Entrevue réalisée avec Eddy Savoie, président-directeur général du Groupe Savoie, la plus importante entreprise familiale et société privée dans le domaine de la construction et de la gestion de résidences pour retraités au Québec (Les Résidences Soleil).
Groupe Savoie est membre du Club Platine du concours Les sociétés les mieux gérées au Canada qui rend hommage aux entreprises ayant remporté le titre des mieux gérées pendant au moins six années consécutives.

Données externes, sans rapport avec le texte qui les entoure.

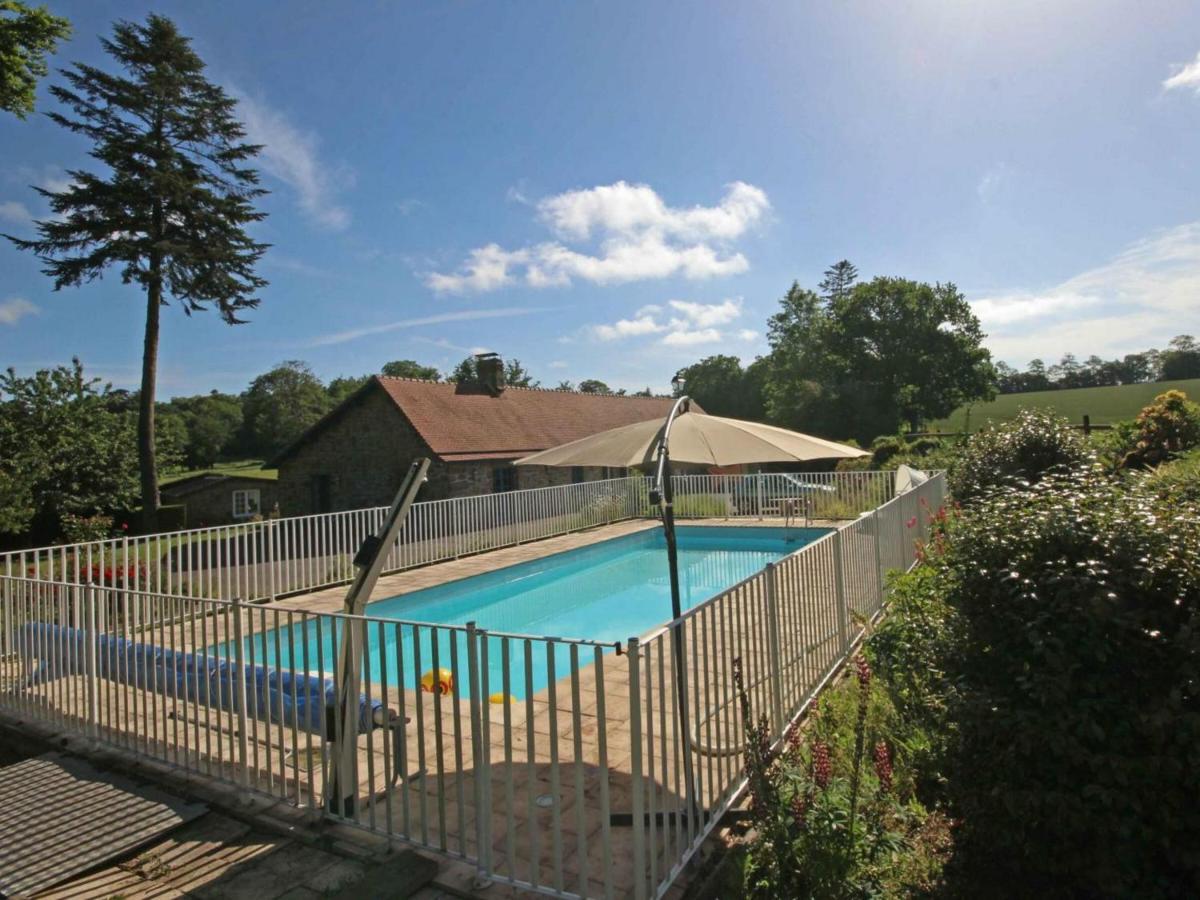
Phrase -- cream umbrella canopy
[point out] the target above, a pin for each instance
(694, 438)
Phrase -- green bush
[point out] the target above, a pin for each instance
(834, 811)
(1164, 429)
(1177, 480)
(1035, 443)
(1075, 765)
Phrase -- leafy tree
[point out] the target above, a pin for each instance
(724, 388)
(839, 280)
(213, 421)
(27, 36)
(280, 406)
(171, 208)
(409, 369)
(1182, 360)
(517, 376)
(891, 352)
(343, 387)
(66, 448)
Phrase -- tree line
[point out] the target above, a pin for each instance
(855, 359)
(1180, 360)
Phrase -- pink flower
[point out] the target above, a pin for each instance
(883, 766)
(822, 765)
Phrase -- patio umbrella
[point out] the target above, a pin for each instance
(693, 438)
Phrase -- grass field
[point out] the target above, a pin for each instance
(238, 467)
(1103, 405)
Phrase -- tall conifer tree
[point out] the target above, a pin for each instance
(169, 205)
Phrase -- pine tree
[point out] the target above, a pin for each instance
(27, 36)
(839, 280)
(169, 209)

Qu’est-ce qu’un employeur de choix?
Un employeur de choix, c’est d’abord une personne qui a une éthique. L’éthique est très importante en affaires, parce que dès que les gens se rendent compte que tu es honnête, ils vont essayer de travailler avec toi le plus possible. Je crois que l’entrepreneur éthique est capable de s’élever au-delà du respect de ses obligations strictement légales ou réglementaires. Il se laisse guider par sa conviction profonde qu’en faisant le bien, il engendrera le bien, et les individus qui l’entourent s’inspireront forcément de son exemple.

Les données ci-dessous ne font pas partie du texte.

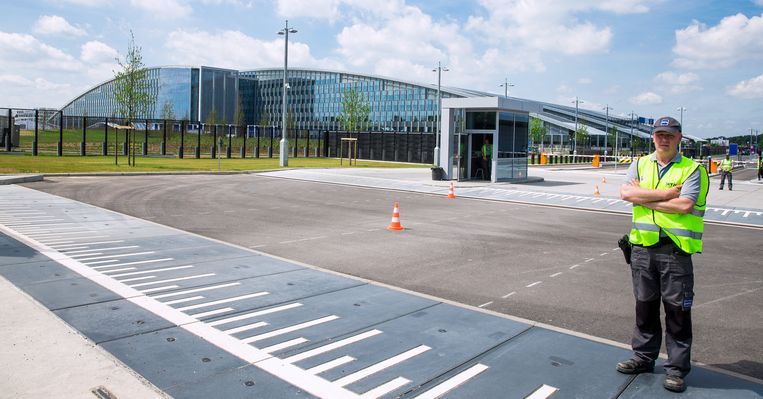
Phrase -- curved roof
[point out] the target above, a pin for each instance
(448, 89)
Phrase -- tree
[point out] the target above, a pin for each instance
(581, 135)
(537, 131)
(132, 93)
(355, 110)
(168, 111)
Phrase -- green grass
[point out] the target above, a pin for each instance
(12, 164)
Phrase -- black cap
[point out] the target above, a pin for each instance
(667, 124)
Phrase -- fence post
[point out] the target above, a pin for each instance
(36, 120)
(82, 149)
(163, 149)
(182, 139)
(60, 149)
(227, 151)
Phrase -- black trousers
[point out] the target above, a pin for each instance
(723, 179)
(663, 274)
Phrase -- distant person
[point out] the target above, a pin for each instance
(669, 193)
(726, 166)
(487, 154)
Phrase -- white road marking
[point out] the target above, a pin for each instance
(385, 388)
(211, 313)
(370, 370)
(168, 287)
(172, 280)
(149, 271)
(453, 382)
(330, 364)
(189, 299)
(253, 314)
(69, 251)
(544, 392)
(127, 280)
(214, 287)
(284, 345)
(226, 300)
(331, 346)
(139, 262)
(114, 256)
(289, 329)
(246, 327)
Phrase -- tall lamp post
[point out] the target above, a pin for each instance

Un employeur de choix, c’est aussi une personne qui a confiance en elle-même, car, sans cette confiance, il est difficile de faire confiance aux autres. Quand on grandit, on ne doit jamais oublier d’où l’on vient. Ma réussite est basée sur la confiance que les gens ont eue en moi. La confiance amène la confiance, sinon on ne peut grandir et devenir une grande entreprise.

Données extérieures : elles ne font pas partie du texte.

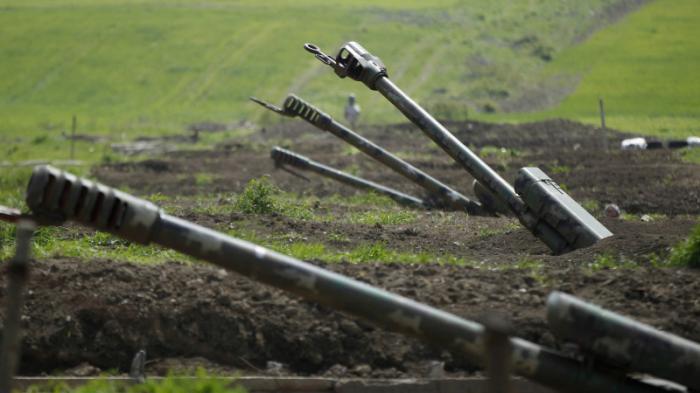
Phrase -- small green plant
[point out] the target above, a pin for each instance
(687, 253)
(257, 197)
(556, 169)
(383, 217)
(591, 205)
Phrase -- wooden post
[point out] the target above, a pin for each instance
(72, 137)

Finalement, un employeur de choix, c’est également quelqu’un de responsable, parce que si un employeur essaie d’exploiter ses employés, ces derniers ne pourront jamais être heureux.
Comment devient-on un employeur de choix?
Je pense qu’au départ il faut avoir des rêves, mais il faut être persévérant et être prêt à faire les sacrifices nécessaires pour les réaliser. La seule façon d’y arriver, c’est d’avoir la volonté d’y mettre les efforts. Cela peut prendre des années avant d’établir une crédibilité, mais si vous avez en tête de réussir et que vous êtes honnête, vos chances sont extrêmement grandes. Si on ne sème pas, on ne peut pas récolter, mais lorsqu’on sème on ne doit pas arracher la racine non plus, sinon on ne réussira jamais. Il faut laisser le temps aux choses d’arriver.
Comment recrutez-vous?
Notre principal critère d’embauche est l’intérêt que le candidat porte aux personnes âgées. Ensuite, nous misons sur les capacités que possède la personne parce que, même si elle a beaucoup de bonne volonté, nous devons surtout avoir une confiance absolue en ses aptitudes.
Comment mobiliser davantage au quotidien?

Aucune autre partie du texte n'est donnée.